Ken Saro-Wiwa

Lemonas Geschichte

Roman
Cover: Lemonas Geschichte
dtv, München 1999
ISBN 9783423241755
gebunden, 217 Seiten, 12,27 EUR

Klappentext

Aus dem Englischen von Gerhard Grotjahn Pape. Über ein Vierteljahrhundert lang hat Lemona in einem nigerianischen Gefängnis gesessen. Jetzt wartet sie auf ihre Hinrichtung. Am letzten Tag ihres Lebens erhält sie Besuch. Es ist eine junge Frau, Ola, deren Eltern von Lemona getötet wurden.
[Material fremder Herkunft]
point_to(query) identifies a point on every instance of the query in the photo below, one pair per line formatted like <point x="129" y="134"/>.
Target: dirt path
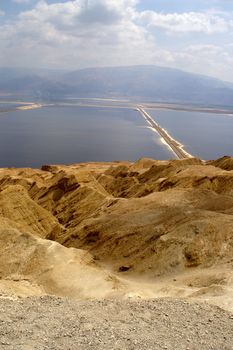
<point x="53" y="323"/>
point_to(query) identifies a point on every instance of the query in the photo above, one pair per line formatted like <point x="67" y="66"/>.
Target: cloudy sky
<point x="193" y="35"/>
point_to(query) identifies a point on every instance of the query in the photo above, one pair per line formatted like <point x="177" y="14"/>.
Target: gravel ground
<point x="62" y="324"/>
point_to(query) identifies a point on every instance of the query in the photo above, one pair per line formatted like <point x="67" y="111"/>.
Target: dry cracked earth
<point x="117" y="256"/>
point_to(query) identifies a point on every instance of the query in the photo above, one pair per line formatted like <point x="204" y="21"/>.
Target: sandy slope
<point x="144" y="229"/>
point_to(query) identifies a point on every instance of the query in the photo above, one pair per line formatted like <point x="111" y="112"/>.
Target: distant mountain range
<point x="139" y="83"/>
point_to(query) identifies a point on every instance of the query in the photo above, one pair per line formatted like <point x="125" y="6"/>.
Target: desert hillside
<point x="117" y="230"/>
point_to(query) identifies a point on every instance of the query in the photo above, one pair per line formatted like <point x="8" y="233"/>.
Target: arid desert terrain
<point x="131" y="255"/>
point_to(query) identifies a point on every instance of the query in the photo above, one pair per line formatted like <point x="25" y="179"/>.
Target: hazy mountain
<point x="148" y="83"/>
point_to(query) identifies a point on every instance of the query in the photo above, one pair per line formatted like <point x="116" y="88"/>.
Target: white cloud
<point x="22" y="1"/>
<point x="114" y="32"/>
<point x="209" y="23"/>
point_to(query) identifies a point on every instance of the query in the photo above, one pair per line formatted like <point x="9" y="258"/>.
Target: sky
<point x="192" y="35"/>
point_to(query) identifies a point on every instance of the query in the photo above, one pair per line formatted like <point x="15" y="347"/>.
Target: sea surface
<point x="72" y="134"/>
<point x="205" y="135"/>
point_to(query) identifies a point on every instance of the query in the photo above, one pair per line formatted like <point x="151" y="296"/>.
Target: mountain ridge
<point x="147" y="83"/>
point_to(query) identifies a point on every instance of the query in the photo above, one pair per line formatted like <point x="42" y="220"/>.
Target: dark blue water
<point x="205" y="135"/>
<point x="64" y="135"/>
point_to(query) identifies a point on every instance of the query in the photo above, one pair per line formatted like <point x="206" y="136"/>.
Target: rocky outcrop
<point x="153" y="219"/>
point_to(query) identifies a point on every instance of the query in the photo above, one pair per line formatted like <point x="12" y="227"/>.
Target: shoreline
<point x="175" y="146"/>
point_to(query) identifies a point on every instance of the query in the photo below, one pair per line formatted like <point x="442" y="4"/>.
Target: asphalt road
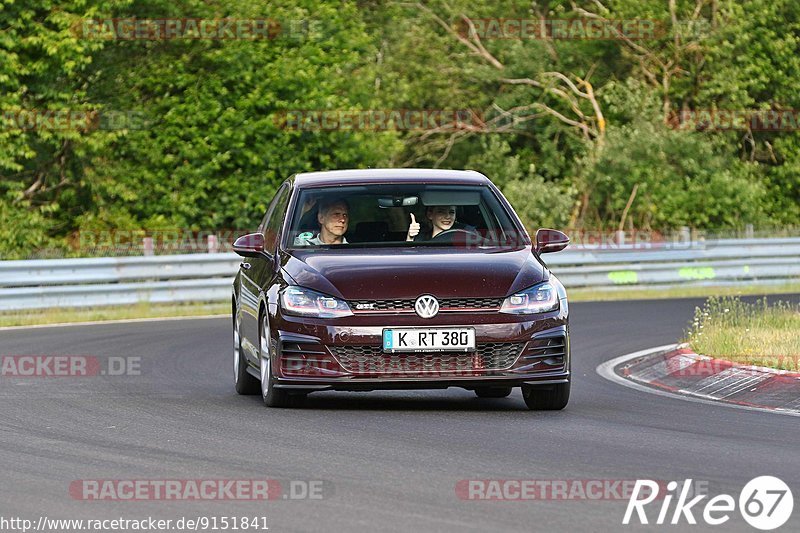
<point x="388" y="460"/>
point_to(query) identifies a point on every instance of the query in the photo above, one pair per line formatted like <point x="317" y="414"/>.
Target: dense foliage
<point x="578" y="132"/>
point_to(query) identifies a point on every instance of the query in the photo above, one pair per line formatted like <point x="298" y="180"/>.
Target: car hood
<point x="364" y="274"/>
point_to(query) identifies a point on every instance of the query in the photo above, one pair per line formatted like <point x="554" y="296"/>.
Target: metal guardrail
<point x="207" y="277"/>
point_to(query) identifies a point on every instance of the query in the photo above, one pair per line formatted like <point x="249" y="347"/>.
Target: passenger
<point x="333" y="216"/>
<point x="441" y="218"/>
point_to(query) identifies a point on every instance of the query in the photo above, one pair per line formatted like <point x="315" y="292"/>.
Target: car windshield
<point x="402" y="215"/>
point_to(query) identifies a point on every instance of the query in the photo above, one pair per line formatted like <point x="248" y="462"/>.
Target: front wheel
<point x="243" y="381"/>
<point x="549" y="398"/>
<point x="272" y="397"/>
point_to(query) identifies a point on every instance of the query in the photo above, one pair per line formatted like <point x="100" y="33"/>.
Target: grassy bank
<point x="140" y="310"/>
<point x="643" y="293"/>
<point x="750" y="333"/>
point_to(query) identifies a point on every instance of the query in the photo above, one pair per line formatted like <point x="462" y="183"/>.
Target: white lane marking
<point x="119" y="321"/>
<point x="606" y="370"/>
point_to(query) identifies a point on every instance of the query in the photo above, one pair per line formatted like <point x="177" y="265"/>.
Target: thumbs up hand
<point x="413" y="228"/>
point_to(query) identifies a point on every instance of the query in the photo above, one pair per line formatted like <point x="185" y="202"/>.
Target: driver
<point x="333" y="217"/>
<point x="441" y="218"/>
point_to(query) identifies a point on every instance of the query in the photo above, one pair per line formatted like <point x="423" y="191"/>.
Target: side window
<point x="271" y="226"/>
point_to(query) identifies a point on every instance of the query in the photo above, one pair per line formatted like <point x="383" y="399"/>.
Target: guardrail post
<point x="213" y="244"/>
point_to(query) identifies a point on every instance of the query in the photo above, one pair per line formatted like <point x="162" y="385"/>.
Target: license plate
<point x="429" y="340"/>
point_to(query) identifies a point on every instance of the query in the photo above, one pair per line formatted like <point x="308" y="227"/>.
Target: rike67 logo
<point x="765" y="503"/>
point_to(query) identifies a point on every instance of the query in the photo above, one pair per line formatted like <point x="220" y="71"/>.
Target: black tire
<point x="243" y="381"/>
<point x="272" y="397"/>
<point x="549" y="398"/>
<point x="492" y="392"/>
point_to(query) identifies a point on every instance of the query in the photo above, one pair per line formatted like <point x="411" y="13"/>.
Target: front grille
<point x="445" y="304"/>
<point x="371" y="360"/>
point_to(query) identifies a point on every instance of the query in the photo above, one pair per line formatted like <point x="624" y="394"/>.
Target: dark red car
<point x="398" y="279"/>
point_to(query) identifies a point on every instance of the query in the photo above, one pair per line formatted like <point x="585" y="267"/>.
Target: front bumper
<point x="345" y="354"/>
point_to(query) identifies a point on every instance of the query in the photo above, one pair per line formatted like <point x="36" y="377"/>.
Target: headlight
<point x="305" y="302"/>
<point x="538" y="299"/>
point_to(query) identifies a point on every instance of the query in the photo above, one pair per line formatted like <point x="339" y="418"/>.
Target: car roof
<point x="382" y="175"/>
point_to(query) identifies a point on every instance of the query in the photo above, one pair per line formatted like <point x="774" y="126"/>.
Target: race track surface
<point x="389" y="460"/>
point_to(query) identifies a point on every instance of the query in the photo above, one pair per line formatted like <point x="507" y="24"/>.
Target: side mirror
<point x="550" y="240"/>
<point x="250" y="245"/>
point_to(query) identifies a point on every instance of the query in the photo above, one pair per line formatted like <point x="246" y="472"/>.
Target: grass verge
<point x="750" y="333"/>
<point x="592" y="295"/>
<point x="140" y="310"/>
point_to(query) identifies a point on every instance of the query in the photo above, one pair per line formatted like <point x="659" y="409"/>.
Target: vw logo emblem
<point x="426" y="306"/>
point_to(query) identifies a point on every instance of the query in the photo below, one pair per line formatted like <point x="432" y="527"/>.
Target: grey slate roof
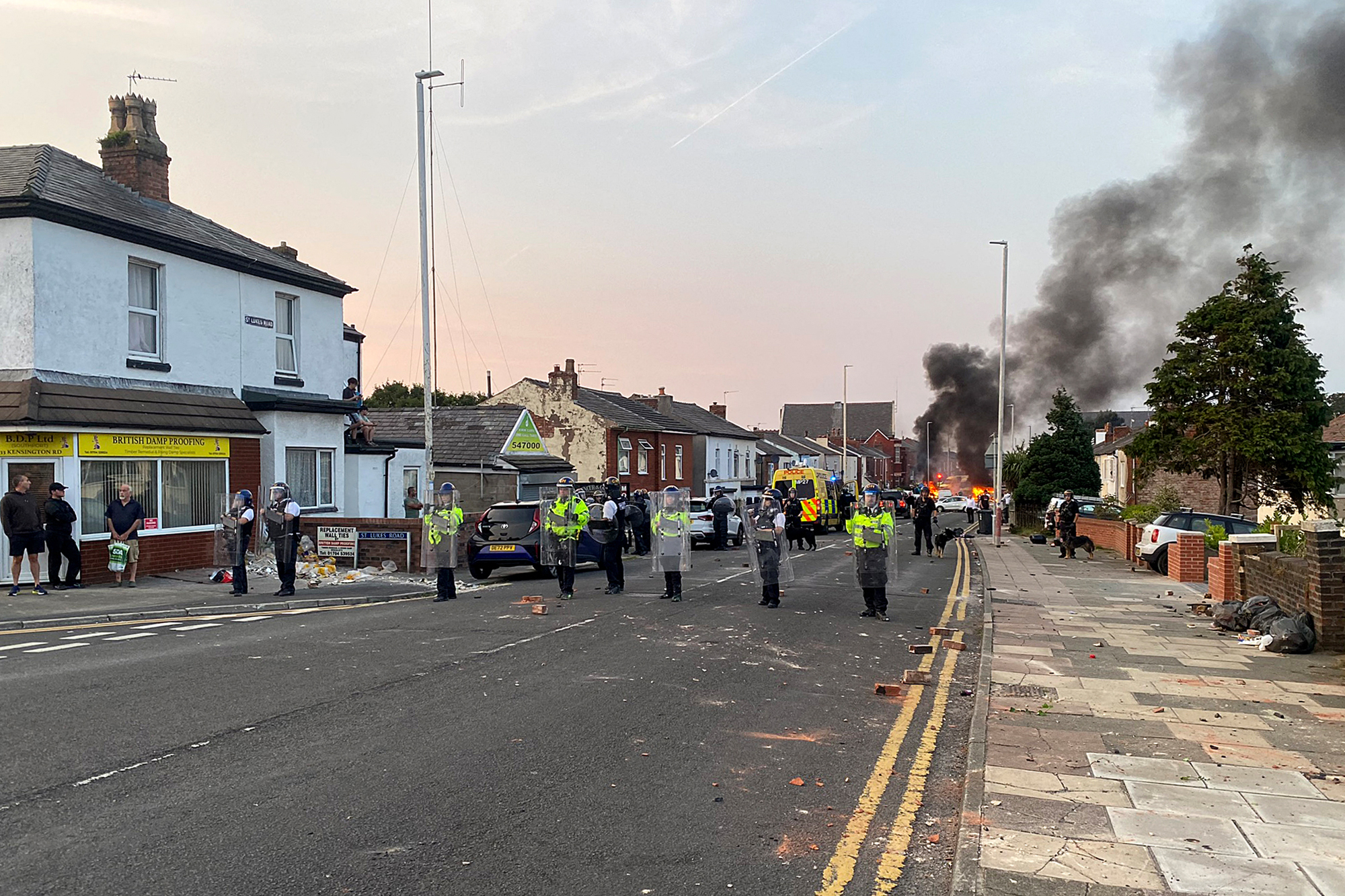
<point x="463" y="436"/>
<point x="61" y="404"/>
<point x="625" y="412"/>
<point x="707" y="424"/>
<point x="53" y="185"/>
<point x="866" y="417"/>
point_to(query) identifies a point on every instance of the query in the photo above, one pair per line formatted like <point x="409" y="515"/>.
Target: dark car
<point x="509" y="534"/>
<point x="900" y="501"/>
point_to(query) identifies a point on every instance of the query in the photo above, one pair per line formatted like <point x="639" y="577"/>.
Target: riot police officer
<point x="442" y="525"/>
<point x="564" y="520"/>
<point x="283" y="529"/>
<point x="874" y="530"/>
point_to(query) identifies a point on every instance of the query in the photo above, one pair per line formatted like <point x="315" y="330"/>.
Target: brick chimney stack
<point x="132" y="153"/>
<point x="664" y="403"/>
<point x="567" y="382"/>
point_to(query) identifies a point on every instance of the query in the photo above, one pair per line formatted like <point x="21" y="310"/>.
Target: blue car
<point x="509" y="534"/>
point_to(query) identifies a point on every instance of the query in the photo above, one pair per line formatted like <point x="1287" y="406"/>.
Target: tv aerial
<point x="135" y="76"/>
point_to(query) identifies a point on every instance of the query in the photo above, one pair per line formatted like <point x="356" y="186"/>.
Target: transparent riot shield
<point x="769" y="551"/>
<point x="443" y="521"/>
<point x="670" y="532"/>
<point x="605" y="532"/>
<point x="874" y="546"/>
<point x="559" y="546"/>
<point x="229" y="548"/>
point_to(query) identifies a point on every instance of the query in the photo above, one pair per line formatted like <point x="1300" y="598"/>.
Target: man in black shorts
<point x="24" y="529"/>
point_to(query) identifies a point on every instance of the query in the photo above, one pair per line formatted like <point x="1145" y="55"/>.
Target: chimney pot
<point x="132" y="153"/>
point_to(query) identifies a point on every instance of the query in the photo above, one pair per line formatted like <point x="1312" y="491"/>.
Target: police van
<point x="817" y="490"/>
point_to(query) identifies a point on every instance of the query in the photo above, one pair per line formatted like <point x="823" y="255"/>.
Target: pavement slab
<point x="1221" y="766"/>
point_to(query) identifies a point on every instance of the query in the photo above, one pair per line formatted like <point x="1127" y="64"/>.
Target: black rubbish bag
<point x="1252" y="608"/>
<point x="1226" y="616"/>
<point x="1293" y="635"/>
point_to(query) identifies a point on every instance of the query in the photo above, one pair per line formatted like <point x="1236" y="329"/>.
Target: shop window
<point x="193" y="493"/>
<point x="309" y="471"/>
<point x="623" y="456"/>
<point x="100" y="482"/>
<point x="287" y="315"/>
<point x="143" y="310"/>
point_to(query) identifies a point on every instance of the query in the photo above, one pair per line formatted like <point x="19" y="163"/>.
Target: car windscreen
<point x="518" y="520"/>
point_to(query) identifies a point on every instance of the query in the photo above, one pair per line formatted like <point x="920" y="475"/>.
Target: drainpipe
<point x="388" y="463"/>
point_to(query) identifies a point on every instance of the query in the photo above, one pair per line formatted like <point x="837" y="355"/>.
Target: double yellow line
<point x="840" y="870"/>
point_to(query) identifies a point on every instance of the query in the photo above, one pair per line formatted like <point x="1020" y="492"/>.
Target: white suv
<point x="1161" y="533"/>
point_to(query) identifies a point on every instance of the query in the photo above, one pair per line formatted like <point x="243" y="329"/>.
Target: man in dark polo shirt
<point x="24" y="529"/>
<point x="124" y="517"/>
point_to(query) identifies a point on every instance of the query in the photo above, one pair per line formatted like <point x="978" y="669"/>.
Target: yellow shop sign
<point x="37" y="444"/>
<point x="107" y="444"/>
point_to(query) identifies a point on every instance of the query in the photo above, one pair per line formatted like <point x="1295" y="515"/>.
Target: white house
<point x="149" y="345"/>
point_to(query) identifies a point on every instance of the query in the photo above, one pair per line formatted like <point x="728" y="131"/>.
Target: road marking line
<point x="899" y="840"/>
<point x="840" y="870"/>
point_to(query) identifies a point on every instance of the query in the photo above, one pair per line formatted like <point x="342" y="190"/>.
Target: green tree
<point x="399" y="395"/>
<point x="1061" y="458"/>
<point x="1241" y="399"/>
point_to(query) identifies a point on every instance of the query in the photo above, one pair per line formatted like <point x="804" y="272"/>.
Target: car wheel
<point x="1159" y="563"/>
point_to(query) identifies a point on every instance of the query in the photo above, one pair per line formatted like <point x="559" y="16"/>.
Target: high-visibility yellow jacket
<point x="866" y="522"/>
<point x="556" y="518"/>
<point x="455" y="521"/>
<point x="672" y="524"/>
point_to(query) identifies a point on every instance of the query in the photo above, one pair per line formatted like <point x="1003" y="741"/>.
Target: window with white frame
<point x="309" y="471"/>
<point x="145" y="307"/>
<point x="287" y="349"/>
<point x="623" y="456"/>
<point x="174" y="493"/>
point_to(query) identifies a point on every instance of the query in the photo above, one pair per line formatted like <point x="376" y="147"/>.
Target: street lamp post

Ihr erzählt Lemona ihre Geschichte: Ihre Kindheit in Armut, die Freundlichkeit, die ihr von den Menschen, die sie aufnahmen, entgegengebracht wurde, ihr Versuch, in der Stadt ein menschenwürdiges Leben zu führen, Missbrauch, Ausbeutung und Verrat durch die Männer, die sie kennen lernte und die zu ihrem Untergang führten. Ola hört zu und gelangt zu einer neuen und unerwarteten Sicht auf ihre eigene Geschichte.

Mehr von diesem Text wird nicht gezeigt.